A key part of your initial due diligence should be spent assessing the buyer’s motivations. How motivated do they appear to be? Do they quickly return your calls and emails? Are they eager to move forward, or are they overly critical of your business? 

A motivated buyer will eagerly jump through hoops. They’ll quickly return phone calls and emails. Despite any potential roadblocks, they’ll be keen to move forward. You don’t have to chase motivated buyers down – instead, they chase you down.

In 1964, Associate Supreme Court Justice Potter Stewart was asked to define hard-core pornography, to which he responded: “I shall not today attempt further to define the kinds of material I understand to be embraced … but I know it when I see it … ”
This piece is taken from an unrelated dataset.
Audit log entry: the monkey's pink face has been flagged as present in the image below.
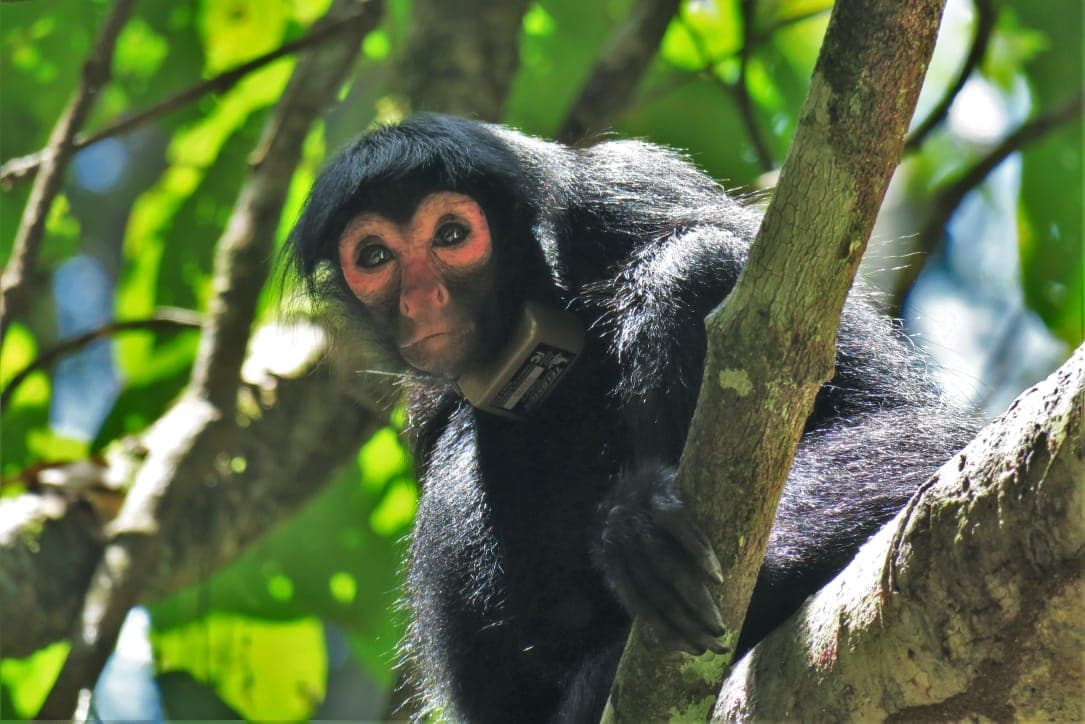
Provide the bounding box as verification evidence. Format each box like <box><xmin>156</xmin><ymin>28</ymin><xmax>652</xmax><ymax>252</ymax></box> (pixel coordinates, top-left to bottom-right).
<box><xmin>338</xmin><ymin>192</ymin><xmax>494</xmax><ymax>378</ymax></box>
My response is the same when attempting to identify a motivated buyer – I know one when I see one. If you’re in doubt, it’s unlikely they’re truly serious about buying a business.

Why Buyers Disappear

Buyers can disappear for any number of reasons. Maybe their priorities unexpectedly changed. Maybe, as in the case of a corporate buyer, there was an internal shakeup and the person you were dealing with is “no longer with the company.” Maybe the economy – or their slice of the economy – took a nosedive, prompting a spending freeze or more caution going forward. Maybe they found a better deal.

Stuff happens.

The solution is simple – don’t get emotionally involved with any one buyer. This doesn’t mean you shouldn’t be aggressive about selling your business. You should be a go-getter, but keep a level head and focus on running your business during the process and remain emotionally detached from any specific buyer.

Another point is, don’t become too emotionally attached to the idea of selling. Many sellers seem overly eager to sell their company and spend far too much time and effort thinking about the process, so they end up neglecting their business in the short term. EBITDA often declines as a result, and the value of their business suffers. Keep the pedal to the metal up until the day of closing if you want to maximize the purchase price. 


Here are the key points to bear in mind as you screen potential buyers:

  • Keep your cool and focus on running your business. 
  • Prepare a simple plan to sell and execute it with precision. 
  • Don’t become emotionally attached to the idea of selling your business or to any single buyer.

Screening potential buyers will help ensure you’re dealing with serious buyers who have the means and determination to follow through on the purchase, saving you time and money in the long run. Understanding the differences between various buyer groups will help you decide how to best approach marketing your business while also maintaining confidentiality.